Sep 11 2015

Reflections of 9-11: A Journey From Hate to Hope


image source: http://theinspirationroom.com/daily/2011/911-reflection/ (modified by RO)

By: Adam Bates
M4L Guest Contributor
September 11, 2015

“Never Forget, Never Again.”

14 years ago I was sitting in my classroom in Oklahoma watching the coverage. We had been told (in typical public school fashion) that a plane had crashed in NYC, but that we were to continue classes and not turn on the TVs. My science teacher ignored the command, and rigged a TV antenna out of a paper clip and a hanger so we could watch.

When it became clear what had happened, I immediately hated these people, the rest of the followers of the heathen religion they claimed, and whatever part of the world spawned them. I wished sincerely for a meteor to hit those animals out celebrating in the streets. Those dead Americans could have been my family, my friends. They were my countrymen, and that was damn near the same thing.

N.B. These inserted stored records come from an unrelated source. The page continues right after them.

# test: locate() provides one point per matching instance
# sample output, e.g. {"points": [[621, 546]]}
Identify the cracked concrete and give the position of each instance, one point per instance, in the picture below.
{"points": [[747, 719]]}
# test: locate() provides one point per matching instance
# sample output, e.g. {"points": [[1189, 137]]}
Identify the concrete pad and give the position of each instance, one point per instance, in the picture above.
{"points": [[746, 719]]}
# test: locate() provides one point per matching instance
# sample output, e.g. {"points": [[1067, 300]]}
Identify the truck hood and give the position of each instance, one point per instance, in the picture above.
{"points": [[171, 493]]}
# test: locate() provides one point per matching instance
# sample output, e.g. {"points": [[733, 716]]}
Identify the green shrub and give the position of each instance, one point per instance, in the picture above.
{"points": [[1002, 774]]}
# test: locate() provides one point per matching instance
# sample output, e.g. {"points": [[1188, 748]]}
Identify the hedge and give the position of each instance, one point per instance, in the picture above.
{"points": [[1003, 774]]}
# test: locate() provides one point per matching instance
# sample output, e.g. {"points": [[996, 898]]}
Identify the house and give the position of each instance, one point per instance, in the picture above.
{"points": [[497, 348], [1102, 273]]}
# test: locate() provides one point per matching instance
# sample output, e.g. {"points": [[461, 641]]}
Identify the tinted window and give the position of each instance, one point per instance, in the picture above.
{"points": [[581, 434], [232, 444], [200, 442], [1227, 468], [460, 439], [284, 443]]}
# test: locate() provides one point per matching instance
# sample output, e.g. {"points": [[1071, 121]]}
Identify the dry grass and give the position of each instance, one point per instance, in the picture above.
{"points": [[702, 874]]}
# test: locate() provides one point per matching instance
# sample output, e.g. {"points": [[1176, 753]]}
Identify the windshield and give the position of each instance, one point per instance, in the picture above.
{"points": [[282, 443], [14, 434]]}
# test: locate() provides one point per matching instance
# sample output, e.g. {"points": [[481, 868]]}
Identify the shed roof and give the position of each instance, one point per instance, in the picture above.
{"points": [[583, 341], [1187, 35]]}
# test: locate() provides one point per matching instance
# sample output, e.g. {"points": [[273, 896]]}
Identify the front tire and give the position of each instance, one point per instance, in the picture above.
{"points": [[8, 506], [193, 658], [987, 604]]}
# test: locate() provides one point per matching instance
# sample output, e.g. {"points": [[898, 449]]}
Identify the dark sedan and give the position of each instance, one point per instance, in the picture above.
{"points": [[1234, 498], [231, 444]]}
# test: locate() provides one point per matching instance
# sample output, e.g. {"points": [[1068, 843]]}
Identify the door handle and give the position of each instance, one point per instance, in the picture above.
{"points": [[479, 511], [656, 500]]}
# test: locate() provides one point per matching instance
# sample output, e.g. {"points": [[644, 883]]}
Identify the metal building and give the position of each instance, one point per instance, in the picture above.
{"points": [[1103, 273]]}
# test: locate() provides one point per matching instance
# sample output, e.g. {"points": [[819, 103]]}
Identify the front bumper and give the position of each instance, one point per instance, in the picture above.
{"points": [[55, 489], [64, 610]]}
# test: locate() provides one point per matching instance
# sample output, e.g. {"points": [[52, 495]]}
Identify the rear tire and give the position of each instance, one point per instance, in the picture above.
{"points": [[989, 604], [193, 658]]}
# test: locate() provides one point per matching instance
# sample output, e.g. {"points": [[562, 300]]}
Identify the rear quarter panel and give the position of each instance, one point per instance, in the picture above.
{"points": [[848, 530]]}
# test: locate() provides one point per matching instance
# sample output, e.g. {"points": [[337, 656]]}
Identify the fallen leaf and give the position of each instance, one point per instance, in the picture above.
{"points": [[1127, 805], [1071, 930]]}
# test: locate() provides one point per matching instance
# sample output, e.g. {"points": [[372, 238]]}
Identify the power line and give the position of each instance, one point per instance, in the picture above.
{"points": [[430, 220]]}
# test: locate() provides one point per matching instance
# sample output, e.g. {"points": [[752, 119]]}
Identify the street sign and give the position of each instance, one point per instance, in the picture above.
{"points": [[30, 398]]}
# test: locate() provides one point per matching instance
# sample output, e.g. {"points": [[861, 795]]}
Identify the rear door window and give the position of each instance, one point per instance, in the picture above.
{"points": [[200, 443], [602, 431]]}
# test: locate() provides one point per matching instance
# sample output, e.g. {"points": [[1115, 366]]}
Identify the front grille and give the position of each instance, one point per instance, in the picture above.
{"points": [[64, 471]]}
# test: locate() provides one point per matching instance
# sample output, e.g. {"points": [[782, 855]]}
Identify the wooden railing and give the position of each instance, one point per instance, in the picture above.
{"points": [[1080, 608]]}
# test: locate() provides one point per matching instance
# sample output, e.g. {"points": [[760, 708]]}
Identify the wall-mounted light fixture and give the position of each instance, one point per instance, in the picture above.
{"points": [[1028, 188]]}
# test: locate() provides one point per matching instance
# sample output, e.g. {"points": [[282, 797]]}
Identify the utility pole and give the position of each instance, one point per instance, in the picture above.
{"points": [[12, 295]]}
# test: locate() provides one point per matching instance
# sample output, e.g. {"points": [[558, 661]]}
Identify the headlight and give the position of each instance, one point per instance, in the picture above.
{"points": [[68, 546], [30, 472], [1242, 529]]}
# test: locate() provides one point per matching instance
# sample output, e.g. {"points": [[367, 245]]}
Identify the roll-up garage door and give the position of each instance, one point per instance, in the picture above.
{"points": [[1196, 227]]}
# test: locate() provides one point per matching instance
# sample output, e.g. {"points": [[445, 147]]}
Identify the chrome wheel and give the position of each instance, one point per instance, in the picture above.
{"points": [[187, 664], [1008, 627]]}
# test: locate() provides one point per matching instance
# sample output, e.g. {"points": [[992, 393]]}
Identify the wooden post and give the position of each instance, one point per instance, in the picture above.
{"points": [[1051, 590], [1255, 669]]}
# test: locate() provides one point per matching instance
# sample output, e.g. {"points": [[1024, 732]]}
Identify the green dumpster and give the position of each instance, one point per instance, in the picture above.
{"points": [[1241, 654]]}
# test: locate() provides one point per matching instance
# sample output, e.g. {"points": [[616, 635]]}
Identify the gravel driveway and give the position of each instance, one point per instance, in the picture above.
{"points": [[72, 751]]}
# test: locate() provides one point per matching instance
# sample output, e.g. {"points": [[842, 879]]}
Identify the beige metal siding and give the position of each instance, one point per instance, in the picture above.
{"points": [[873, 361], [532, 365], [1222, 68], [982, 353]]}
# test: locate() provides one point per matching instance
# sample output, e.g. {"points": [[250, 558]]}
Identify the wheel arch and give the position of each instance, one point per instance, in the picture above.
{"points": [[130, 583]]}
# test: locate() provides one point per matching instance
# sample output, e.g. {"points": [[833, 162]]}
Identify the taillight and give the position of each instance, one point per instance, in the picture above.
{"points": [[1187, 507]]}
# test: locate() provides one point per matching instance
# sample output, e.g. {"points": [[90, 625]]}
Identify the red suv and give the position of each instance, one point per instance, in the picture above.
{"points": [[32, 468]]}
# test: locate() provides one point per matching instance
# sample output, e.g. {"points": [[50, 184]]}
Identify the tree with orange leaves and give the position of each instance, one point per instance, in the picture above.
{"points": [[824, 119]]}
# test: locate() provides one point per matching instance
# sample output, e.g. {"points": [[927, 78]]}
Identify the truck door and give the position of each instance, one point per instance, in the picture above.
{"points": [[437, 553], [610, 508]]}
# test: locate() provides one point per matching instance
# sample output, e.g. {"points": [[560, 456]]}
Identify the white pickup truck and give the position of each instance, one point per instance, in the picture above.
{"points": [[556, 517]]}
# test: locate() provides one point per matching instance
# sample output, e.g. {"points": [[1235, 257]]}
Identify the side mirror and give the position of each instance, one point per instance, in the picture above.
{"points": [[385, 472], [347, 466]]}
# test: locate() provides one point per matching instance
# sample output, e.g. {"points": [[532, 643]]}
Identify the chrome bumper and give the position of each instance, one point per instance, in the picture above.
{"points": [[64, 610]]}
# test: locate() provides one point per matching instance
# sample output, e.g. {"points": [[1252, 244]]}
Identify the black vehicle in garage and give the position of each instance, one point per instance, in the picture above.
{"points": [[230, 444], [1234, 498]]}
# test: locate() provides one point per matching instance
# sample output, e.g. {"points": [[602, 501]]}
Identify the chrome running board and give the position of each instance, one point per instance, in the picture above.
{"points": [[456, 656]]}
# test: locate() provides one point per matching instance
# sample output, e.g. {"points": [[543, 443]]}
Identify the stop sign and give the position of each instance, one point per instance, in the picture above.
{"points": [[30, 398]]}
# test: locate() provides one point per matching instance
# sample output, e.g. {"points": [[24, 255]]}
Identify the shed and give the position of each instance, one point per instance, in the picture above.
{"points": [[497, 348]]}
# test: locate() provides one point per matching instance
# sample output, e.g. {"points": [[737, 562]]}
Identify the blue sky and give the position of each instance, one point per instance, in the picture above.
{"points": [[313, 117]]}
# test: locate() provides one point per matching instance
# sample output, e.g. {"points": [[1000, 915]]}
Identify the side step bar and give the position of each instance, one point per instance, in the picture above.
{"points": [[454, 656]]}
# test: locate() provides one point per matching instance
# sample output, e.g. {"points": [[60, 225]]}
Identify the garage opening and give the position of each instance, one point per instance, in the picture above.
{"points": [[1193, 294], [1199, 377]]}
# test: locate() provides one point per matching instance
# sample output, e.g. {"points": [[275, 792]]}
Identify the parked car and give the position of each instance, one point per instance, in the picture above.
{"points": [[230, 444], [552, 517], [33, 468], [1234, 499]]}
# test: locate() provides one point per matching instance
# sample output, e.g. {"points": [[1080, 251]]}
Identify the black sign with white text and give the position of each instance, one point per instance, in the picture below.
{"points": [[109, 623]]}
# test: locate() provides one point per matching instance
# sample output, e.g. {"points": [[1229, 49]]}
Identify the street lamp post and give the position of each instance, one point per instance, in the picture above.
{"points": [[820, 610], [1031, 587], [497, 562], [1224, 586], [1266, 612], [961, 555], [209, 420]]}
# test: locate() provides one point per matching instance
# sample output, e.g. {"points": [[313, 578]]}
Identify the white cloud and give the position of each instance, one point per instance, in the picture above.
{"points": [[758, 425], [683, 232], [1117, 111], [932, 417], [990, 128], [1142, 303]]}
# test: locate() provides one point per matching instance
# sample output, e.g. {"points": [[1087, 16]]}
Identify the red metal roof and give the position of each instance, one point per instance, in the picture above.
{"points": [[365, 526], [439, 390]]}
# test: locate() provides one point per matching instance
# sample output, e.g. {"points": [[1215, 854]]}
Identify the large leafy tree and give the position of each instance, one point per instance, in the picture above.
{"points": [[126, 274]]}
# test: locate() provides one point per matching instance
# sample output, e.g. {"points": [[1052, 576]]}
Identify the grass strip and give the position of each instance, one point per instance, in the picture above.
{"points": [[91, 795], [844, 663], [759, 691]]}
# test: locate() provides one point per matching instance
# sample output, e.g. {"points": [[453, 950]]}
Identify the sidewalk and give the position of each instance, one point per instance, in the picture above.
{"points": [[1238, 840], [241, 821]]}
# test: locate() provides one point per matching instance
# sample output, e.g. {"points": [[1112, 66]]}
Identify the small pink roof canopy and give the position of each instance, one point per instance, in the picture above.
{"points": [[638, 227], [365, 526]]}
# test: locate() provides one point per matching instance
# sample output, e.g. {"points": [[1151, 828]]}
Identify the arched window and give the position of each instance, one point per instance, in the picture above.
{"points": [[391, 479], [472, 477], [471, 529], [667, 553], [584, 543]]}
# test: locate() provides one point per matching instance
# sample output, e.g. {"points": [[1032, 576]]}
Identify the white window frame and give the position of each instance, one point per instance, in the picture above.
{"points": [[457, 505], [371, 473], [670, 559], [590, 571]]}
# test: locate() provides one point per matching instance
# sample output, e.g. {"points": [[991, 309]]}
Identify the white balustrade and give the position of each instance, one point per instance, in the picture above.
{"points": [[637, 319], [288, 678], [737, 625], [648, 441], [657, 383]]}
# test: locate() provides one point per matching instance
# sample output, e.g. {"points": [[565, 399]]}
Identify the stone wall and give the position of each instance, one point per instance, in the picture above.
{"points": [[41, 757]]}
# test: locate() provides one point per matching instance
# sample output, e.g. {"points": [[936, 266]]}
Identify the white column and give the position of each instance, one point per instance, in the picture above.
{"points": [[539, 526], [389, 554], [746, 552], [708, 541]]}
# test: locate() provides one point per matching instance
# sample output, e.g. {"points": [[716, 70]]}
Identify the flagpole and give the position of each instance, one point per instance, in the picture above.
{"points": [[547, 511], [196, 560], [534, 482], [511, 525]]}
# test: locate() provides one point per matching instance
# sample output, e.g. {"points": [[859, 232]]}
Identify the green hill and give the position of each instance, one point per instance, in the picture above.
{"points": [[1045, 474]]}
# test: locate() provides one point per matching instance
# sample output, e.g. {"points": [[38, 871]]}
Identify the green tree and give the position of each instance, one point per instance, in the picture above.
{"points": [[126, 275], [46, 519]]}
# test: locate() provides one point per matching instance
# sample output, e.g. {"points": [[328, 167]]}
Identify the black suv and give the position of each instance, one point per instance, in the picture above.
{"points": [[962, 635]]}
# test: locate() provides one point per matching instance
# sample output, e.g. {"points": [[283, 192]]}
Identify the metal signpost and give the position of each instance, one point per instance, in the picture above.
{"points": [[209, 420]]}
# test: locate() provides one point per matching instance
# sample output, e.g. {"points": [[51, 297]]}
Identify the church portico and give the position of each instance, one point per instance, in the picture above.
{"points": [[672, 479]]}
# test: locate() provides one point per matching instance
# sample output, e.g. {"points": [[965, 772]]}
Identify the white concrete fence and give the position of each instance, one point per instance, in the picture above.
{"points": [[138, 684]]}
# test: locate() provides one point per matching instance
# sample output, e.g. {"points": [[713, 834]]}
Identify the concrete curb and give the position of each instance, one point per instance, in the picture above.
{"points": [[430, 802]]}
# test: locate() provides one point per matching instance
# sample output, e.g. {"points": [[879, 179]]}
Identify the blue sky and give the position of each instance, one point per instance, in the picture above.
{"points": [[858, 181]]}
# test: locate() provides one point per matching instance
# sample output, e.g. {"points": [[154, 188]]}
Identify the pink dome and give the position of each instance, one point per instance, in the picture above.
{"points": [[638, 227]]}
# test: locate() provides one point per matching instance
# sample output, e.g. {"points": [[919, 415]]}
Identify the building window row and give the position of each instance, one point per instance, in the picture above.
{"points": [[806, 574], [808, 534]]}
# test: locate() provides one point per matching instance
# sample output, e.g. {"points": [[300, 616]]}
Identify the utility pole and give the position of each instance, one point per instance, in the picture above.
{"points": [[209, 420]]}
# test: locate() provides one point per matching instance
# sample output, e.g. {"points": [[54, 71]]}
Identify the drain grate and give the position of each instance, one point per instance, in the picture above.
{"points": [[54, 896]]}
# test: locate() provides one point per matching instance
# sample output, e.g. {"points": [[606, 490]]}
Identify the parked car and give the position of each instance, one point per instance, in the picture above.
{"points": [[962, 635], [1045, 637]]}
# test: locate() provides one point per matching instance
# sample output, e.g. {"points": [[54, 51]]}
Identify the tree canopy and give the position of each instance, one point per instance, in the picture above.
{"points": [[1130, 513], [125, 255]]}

Watching George W. Bush straddle the rubble and declare a jihad of his own filled me with so much pride and adrenaline I think I cried.

I maintained that hate for the next several years, knowing in my heart and soul that my country was hated and attacked for standing up for freedom. I cheered the passage of the PATRIOT Act and called dissenters traitors, whiny liberals, and terrorist sympathizers. I supported Gitmo. I insisted that waterboarding wasn’t torture and that, even if it was, it was acceptable in the name of national security (I suspect there’s still evidence of this online if you look hard enough, and I know, shamefully, that there are people reading this who can vouch for it).
I watched the invasions of Afghanistan and Iraq as if they were the coolest things in the world. I spent summer 2002 at the Naval Academy (only a recruiting visit to Miami eventually convinced me I didn’t want to go to Annapolis), planned to become a Marine, and decided I wanted to study Arabic to help Uncle Sam destroy our enemies.
Then I left Oklahoma for college in Miami. Through my Arabic and regional studies classes I met Muslims for the first time in my life (many of whom I remain friends with today), and it got harder and harder for my preconceptions to hold. I kept waiting for their innate hatred of me as an American and of freedom generally to reveal itself. Still waiting. I needed only the slightest modicum of proof to confirm once and for all that al-Qaeda wasn’t “radical,” just Muslim. Still waiting for that too.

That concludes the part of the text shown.